Solutions to the Quantum Yang-Baxter Equation with Extra Non-Additive Parameters

TL;DR

This paper introduces a systematic method for constructing solutions to the Quantum Yang-Baxter Equation that depend on additional non-additive continuous parameters, expanding the class of integrable models.

Contribution

It develops a technique to generate R-matrices with extra non-additive parameters using non-compact and superalgebra representations.

Findings

Constructed R-matrices for $U_q(su(1,1))$, $U_q(gl(1|1))$, and $U_q(gl(2|1))$.

Demonstrated the dependence of solutions on extra continuous parameters.

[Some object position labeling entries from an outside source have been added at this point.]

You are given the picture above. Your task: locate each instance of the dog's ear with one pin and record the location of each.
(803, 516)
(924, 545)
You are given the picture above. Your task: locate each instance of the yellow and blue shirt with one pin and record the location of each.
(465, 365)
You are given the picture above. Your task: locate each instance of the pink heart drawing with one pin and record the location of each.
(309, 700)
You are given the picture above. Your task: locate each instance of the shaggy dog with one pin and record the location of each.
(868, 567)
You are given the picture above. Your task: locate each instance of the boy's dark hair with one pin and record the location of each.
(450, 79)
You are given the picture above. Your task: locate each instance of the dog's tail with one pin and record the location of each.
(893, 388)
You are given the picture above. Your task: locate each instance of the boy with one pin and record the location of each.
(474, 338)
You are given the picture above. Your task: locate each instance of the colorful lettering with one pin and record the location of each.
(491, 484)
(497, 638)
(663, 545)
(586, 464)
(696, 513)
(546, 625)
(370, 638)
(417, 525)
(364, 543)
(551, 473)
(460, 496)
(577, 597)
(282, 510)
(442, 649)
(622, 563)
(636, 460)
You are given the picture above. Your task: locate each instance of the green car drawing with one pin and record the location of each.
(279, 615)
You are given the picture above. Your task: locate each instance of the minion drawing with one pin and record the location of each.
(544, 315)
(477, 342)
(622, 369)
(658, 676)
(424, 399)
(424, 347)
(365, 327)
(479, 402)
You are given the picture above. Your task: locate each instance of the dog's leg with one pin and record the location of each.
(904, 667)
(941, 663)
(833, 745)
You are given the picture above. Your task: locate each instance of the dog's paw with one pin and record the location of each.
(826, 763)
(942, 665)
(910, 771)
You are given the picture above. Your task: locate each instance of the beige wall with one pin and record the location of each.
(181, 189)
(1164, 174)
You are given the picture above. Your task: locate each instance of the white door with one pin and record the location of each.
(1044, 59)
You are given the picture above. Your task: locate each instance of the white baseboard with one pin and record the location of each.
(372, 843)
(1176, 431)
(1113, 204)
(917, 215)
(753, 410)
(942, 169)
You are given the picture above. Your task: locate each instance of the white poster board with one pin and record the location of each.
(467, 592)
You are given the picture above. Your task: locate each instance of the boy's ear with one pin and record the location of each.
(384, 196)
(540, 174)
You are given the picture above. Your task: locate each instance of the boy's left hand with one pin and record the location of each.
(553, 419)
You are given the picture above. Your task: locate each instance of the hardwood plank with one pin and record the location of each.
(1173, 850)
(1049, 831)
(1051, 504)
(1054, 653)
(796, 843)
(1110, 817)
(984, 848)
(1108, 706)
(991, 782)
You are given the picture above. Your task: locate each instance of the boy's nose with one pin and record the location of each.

Extended the framework of solutions to include non-additive parameter dependence.

Abstract

We present a systematic technique to construct solutions to the Yang-Baxter equation which depend not only on a spectral parameter but in addition on further continuous parameters. These extra parameters enter the Yang-Baxter equation in a similar way to the spectral parameter but in a non-additive form. We exploit the fact that quantum non-compact algebras such as $U_q(su(1,1))$ and type-I quantum superalgebras such as $U_q(gl(1|1))$ and $U_q(gl(2|1))$ are known to admit non-trivial one-parameter families of infinite-dimensional and finite dimensional irreps, respectively, even for generic $q$. We develop a technique for constructing the corresponding spectral-dependent R-matrices. As examples we work out the the $R$-matrices for the three quantum algebras mentioned above in certain representations.